Subject: Re: Inconsistent dependency handling
To: None <firstname.lastname@example.org>
From: Chapman Flack <email@example.com>
Date: 05/24/2006 18:29:17
> The major difference in that case is that bin-install does exact
> matching and pkg_add looks for the latest version of a package.
I think this picture is oversimplified. True, 'cd foo ; make bin-install'
will install an exact match of foo itself (which can only be out of date
if the pkgsrc tree is), but for prerequisites of foo, install-depends
preserves their specified Dewey wildcards and the sub-invocations of
bin-install pass these on to pkg_add.
> This description of the situation is IMO incorrect. pkgsrc normally
> requires exact matches for bin-install as dependency and therefore
Can you clarify what you mean by this? It seems possible that either I
am misunderstanding you, or we disagree as to what bsd.pkg.mk actually
> pkg_add wouldn't pick the best match. The only situation were this makes
> a difference is when a newer version is available as binary package than
> available in the tree. Often this is a broken dependency though.
Under what circumstances can a binary package be available in a newer
version than the tree knows how to build? Only, I would argue, when the
local tree is out of date. But the converse situation is rather common,
during the time lag between updating of the tree and the upload of new
binary packages. There it is important to recognize that an available
binary package will satisfy the requirement rather than forcing a source
build of the very newest; that's why install-depends behaves as it does.
> I'd prefer to see options encoded in the binary package name instead,
> which would fix this problem as well. It would need some extensions to
> Dewey to match options, but that's a separate question.
That would be another workable approach, but then it should not be
forgotten that pkg_add needs to know what combinations of options to
look for; this information cannot come solely from packages' internal
dependency lists, because site choices are involved; those choices are
currently recorded in mk.conf in a rich syntax parsable by make, and
I think it's important that they be recorded in /one/ place, and
> pkg_add should *never* consult the make system. The relationship if any
> is "source build use pkg_add", but never the other way around. This
That is the question, and I'm not sure I'm yet convinced that's the best
answer to it. The make system is where the information is. Even if some
of the information gets written into the package files, the make system is
where it came from. It is recorded there in compact and sophisticated
ways using variables, arrays, conditional, inclusion, and looping
constructs that pkg_add does not currently duplicate and arguably should
I don't think a user of the system will be especially impressed by the
philosophical purity of a separation, if the effect is a system that is
harder to use and less well integrated. Any way you slice it, the two
systems /are/ interdependent. They are interdependent for the inevitable
reason that binary builds are not always available for the packages you
need, in the versions and configurations you need, when you need them,
so a source build fallback is necessary, and yet source-building everything
may be prohibitively expensive, so it must be easy to have packages
binary-installed when available in the right versions/options. The
philosophical decisions about how the parts of our system should or should
not interact need to be judged by how well the resulting total system
will perform under those inescapable demands.

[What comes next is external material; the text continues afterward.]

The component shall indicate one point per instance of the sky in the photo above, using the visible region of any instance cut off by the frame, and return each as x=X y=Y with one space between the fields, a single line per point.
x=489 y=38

> might be solvable by requesting pkg_add to be non-recursive, but in
That would be a solution, but it would have a higher performance cost
than one that does as much work as possible and appropriate in a single
> general is a difficult problem. I'm not sure whether this can be solved
> elegantly though. A combination of pkg-summary and a "reject" list (aka
> don't install binary packages matching this pattern) might do this, but
> frankly I'm not sure if it worth the trouble.
Right now we have a system where an objective that is really easy
to state--outfit my system with these specified packages, and whatever
they require, observing these specified constraints on versions and
options, and do it by binary installing whatever possible and building
the rest--is practically unachievable, and where the failure modes would
sometimes strike a new user as downright goofy. If that can be improved
some, I think it could be well worth the trouble.